There are a total of 39 people in the group that will be compiling this report. We have been participating in some teamwork building skills and lectures and it has only really made me realize that this is going to be a big challenge for everyone. We all come from different backgrounds and have and different skill levels, but most importantly, a lot of the students here have had or are used to leadership positions. It will be a challenge for many to cooperate and work together with such a large group. Regardless, we are all excited about the topic and tomorrow is our first meeting as a group to start things off.

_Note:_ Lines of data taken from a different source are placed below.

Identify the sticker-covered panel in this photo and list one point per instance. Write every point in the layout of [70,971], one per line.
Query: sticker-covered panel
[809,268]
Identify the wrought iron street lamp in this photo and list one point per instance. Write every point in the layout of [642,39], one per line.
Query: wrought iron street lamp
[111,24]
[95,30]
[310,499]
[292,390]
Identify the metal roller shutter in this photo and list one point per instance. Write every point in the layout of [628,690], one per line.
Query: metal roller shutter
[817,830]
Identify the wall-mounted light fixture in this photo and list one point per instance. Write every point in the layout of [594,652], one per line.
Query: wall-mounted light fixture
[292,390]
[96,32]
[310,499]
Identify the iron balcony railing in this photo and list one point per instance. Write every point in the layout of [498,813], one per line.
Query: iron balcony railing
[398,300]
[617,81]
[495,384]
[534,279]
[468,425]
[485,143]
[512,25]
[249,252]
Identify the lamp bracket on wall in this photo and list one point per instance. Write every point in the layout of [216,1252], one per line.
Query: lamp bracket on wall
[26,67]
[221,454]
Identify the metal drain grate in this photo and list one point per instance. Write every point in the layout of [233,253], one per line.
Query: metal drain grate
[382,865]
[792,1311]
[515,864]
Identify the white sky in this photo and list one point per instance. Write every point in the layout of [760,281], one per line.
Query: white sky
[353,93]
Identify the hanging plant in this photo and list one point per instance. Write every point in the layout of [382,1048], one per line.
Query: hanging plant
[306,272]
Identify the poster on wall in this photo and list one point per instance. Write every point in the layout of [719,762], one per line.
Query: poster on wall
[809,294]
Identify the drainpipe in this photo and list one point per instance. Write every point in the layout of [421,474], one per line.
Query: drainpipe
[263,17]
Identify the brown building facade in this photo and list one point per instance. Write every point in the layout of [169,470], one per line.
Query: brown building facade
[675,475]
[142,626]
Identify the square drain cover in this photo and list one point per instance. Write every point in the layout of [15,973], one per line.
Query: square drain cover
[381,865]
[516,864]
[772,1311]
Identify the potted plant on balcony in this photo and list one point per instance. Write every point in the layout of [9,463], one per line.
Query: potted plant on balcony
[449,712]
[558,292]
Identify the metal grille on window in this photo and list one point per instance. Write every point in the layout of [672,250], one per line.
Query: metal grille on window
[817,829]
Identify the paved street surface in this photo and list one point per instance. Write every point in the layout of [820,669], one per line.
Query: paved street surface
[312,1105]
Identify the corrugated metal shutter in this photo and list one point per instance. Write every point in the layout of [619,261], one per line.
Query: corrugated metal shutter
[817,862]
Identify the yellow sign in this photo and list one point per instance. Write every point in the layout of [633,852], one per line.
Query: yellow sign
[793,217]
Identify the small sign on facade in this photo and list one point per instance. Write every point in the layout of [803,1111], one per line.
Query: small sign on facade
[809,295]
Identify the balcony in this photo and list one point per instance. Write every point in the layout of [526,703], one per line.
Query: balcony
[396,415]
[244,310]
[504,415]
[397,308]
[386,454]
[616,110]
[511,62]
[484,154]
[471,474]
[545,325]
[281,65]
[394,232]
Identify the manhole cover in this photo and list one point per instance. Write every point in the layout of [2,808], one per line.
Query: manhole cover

This Friday the students from the United States will be giving a 15 minute presentation at Cultural Night. We meet tomorrow to discuss what we're going to present. We were going to throw fireworks on July 4th, but it was really light outside before we all headed out to the Hard Rock Cafe. This Friday, we're definitely going to put on a show with our fireworks. :)

And now I leave you with a snapshot of the Mediterranean Sea off the coast of Poble Nou.

Friday, July 04, 2008

Internationally celebrating the 4th of July!

The days have been very, very, long with lectures. Tonight, the participants from the United States invited all the students to join us to celebrate the 4th of July. We were going to have a fireworks display, but it was still light outside at 9pm. This Friday, the students from the U.S will have a cultural night where we will have a 15 minute presentation for everyone on the United States culture. We decided to postpone the fireworks until then. Tonight we headed to the Hard Rock Cafe where they were celebrating the 4th of July as well. We could not make it a very late night as we still have to attend class tomorrow morning!!!

Tuesday, July 01, 2008

An Update from Barcelona...

You can imagine that Barcelona has been a bit rowdy as patriotic fans are thrilled about Spain winning the Euro 2008 Soccer Championships! Everyone was running around excited and throwing fireworks in the city.
Yesterday was our official Welcome Ceremony for all the participants of International Space University. Some students wore their cultural attire related to their country. 29 countries are being represented this summer and we're all having a great time getting to know one another. It is very interesting to be amongst so many cultures and customs and I am even learning more about cultures that I thought I already knew about. Here a couple of pictures of some friends from India, Germany, and England:


Today was the first day of lecture. The morning started off with a bus ride over to the campus of Universitat Polit├Ęcnica de Catalunya (UPC).

Today's lectures were on:
  • The Space Perspective by former astronaut and MIT professor Dr. Jeffrey Hoffman
  • Policy Rationales for Space Activities by Dr. John Logsdon from George Washington University
  • Economic Rationale for Space Activities by Professor Patrick Cohendet from University Louis Pasteur in Strasbourg, France.
  • Entrepreneurial Futures by Peter Diamandis who is chairman and CEO of X Prize Foundation, CEO and co-founder of Zero G Corp., and also one of the founders of the International Space University

    After the lectures, we didn't have any homework and I've been dying to visit La Sagrada Familia...so I took the Metro with my friend Shaq and went to take a tour of the cathedral. When I climbed up the stairs from the Metro and turned around it was RIGHT THERE!! The view was breathtaking and it is amazing to see how beautiful and detailed Gaudi was in his design. Below is a little slide show during my tour inside the cathedral. It's only half way completed and they're hoping to have it completely restored by 2026.


    After the tour, I headed back to the residence as the 22 participants from Canada would like us all to celebrate Canada Day with them. However, I stopped at a small market and I had to take a picture of this basket. In the United States, we have baskets similar to these, but they don't have wheels on them. These were AWESOME!